Alongside the two major funds, there is spending to reduce climate change impacts by various non-government organisations, foreign sources, and even private households.

As of June 2013, developed nations had made climate finance pledges of $594 million to Bangladesh, although much of the money has yet to be delivered. In addition, the South Asian nation had received $147 million out of $149 million promised by a group of wealthy states through BCCRF, the multi-donor fund administered by the World Bank.

NO CLEAR SPENDING PICTURE

Rezai Karim Khondker, a professor at the Dhaka School of Economics and head of the team building the climate fiscal framework, said so far there has been no clear calculation of how much money was being spent on climate change and from which sources.

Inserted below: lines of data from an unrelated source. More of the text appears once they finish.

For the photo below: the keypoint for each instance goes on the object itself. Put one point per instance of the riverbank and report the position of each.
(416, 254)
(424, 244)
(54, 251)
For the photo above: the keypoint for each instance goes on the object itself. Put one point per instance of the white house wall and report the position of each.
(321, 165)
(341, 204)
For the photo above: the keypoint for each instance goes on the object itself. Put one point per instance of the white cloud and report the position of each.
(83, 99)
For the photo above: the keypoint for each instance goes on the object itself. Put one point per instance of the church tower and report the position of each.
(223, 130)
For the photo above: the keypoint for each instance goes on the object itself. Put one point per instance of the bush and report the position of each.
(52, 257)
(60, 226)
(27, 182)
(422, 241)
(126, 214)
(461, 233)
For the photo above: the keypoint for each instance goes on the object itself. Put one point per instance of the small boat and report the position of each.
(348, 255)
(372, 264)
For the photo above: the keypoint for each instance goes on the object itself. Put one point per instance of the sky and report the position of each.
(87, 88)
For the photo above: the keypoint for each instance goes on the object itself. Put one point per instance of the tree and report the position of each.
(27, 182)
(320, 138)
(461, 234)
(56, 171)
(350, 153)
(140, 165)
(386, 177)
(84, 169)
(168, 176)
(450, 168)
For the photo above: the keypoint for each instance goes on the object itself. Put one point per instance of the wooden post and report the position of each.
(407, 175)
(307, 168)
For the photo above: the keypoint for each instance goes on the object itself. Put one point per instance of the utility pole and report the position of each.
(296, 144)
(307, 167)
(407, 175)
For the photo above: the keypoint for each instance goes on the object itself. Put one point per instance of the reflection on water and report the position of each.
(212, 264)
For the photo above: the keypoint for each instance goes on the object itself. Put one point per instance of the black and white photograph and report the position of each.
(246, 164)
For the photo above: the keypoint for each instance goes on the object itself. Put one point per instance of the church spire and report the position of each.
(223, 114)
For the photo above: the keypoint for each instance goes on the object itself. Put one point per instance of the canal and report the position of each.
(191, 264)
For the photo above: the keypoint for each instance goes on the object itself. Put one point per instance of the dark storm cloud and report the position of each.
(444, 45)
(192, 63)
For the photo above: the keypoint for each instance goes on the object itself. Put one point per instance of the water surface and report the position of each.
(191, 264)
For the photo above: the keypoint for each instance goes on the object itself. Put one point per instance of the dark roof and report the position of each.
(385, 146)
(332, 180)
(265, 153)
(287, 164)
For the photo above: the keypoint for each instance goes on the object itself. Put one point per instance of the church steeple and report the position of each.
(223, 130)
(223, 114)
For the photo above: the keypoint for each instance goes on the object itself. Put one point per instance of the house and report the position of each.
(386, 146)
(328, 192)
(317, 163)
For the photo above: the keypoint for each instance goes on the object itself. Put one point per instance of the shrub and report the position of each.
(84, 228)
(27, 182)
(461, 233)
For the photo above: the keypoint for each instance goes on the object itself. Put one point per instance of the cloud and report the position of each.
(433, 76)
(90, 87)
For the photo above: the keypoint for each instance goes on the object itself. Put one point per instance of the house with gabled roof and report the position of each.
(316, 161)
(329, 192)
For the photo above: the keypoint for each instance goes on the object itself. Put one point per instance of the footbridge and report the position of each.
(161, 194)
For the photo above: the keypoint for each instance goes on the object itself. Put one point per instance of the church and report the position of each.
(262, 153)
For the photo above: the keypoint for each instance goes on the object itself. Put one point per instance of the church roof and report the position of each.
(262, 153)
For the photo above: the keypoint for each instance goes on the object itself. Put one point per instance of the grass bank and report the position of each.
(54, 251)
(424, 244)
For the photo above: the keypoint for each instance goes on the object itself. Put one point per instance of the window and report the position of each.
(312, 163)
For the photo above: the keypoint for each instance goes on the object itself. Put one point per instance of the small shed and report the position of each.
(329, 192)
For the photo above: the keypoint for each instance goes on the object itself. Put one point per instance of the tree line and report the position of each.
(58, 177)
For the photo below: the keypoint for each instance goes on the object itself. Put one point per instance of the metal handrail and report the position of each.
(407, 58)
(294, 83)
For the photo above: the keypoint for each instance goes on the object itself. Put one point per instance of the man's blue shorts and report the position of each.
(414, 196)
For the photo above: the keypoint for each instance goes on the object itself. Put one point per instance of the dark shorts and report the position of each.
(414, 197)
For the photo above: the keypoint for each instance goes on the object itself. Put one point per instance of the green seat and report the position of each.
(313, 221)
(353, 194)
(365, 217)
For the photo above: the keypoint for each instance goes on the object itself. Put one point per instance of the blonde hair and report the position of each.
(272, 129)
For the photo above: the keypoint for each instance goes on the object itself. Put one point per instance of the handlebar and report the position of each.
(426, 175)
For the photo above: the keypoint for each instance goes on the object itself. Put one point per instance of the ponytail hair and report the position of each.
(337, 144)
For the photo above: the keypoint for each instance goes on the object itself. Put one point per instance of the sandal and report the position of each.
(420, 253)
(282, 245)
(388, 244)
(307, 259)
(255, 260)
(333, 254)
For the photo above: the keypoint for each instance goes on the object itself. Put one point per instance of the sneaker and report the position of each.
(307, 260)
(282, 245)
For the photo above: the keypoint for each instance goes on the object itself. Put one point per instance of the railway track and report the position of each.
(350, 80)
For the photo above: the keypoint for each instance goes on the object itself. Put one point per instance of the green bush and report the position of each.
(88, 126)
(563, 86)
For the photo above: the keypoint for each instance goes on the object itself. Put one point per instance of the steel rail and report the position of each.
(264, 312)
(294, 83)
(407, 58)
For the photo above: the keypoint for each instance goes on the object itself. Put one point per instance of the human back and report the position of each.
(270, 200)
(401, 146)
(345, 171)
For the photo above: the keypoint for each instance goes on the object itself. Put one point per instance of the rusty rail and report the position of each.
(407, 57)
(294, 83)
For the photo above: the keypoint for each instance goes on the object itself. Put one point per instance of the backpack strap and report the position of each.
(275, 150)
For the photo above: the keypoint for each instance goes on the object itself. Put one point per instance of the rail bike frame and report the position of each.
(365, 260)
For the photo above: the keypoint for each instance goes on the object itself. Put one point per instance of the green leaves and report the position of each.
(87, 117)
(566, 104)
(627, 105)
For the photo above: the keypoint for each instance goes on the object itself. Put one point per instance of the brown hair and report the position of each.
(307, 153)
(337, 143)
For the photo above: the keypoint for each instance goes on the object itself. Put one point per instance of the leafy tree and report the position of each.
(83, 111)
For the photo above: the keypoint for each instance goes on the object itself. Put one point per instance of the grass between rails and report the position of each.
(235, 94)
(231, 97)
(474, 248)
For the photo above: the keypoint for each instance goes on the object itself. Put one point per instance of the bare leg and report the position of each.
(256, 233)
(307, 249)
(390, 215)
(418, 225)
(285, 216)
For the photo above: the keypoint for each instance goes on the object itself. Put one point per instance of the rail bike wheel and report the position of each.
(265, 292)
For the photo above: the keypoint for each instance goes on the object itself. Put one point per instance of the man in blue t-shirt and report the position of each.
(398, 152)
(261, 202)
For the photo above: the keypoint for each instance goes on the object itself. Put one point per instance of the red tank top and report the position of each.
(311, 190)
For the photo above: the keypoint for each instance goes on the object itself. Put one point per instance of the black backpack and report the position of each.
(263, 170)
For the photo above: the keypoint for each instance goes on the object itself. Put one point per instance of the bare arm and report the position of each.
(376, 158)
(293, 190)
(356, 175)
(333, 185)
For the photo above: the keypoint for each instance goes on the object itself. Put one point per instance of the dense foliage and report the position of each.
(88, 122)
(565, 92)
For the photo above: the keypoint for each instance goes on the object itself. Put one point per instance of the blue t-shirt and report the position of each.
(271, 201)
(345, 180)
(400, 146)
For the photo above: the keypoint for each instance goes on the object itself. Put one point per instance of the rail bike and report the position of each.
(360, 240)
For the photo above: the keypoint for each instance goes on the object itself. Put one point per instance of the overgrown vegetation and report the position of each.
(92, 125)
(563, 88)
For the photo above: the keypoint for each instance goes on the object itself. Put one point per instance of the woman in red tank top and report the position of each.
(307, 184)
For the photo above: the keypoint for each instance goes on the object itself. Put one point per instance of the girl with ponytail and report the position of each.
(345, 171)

“The framework aims at bringing coordination in climate change-related spending,” he said.

Khondker said a large amount of money was needed to combat the impacts of climate change on low-lying Bangladesh. The framework will help keep a tally of the sources of funds and also of where those are being spent, and for what purpose.

Experts and various civil society organisations have raised questions about transparency in climate fund spending and produced evidence of mismanagement of money. The Bangladesh chapter of Transparency International (TIB) last October released a study on climate fund governance which revealed political influence, nepotism and corruption in the selection of non-governmental organisations (NGOs) to carry out work on the ground.

It said some groups paid 20 percent of their allocation as “commission” in order to be chosen for adaptation projects.

Transparency International Bangladesh Executive Director Iftekharuzzaman told Thomson Reuters Foundation that civil society organisations have been demanding transparency and accountability in climate fund spending from the very beginning.

“There should be policy directives for spending funds in need-based projects. Transparency has to be ensured at the implementation level so that people who are in need benefit,” he said.

BASIS FOR COMPENSATION?

Iftekharuzzaman said industrialised nations, who are primarily responsible for climate change, should offer compensation for countries hardest hit by climate impacts, but are unlikely to do so without transparency in how funds are being spent.

“Unless the good governance of funds is ensured, they won’t cooperate,” he said.

He said participation of civil society and experts needs to be increased in governance of climate funding, and that people with conflicts of interest need to be kept out of policy decisions.

Ainun Nishat, a noted environmentalist and vice chancellor of Brac University, agreed that monitoring mechanisms for climate spending have to be made stronger to ensure transparency, and that the decision to create a climate fiscal framework was “timely.”

“Steps have to be taken to eliminate the causes of slow release of funds by the donors,” he said.

Nishat said information on spending of climate funds and on projects underway should be made publicly available via websites to help reduce misuse of funds.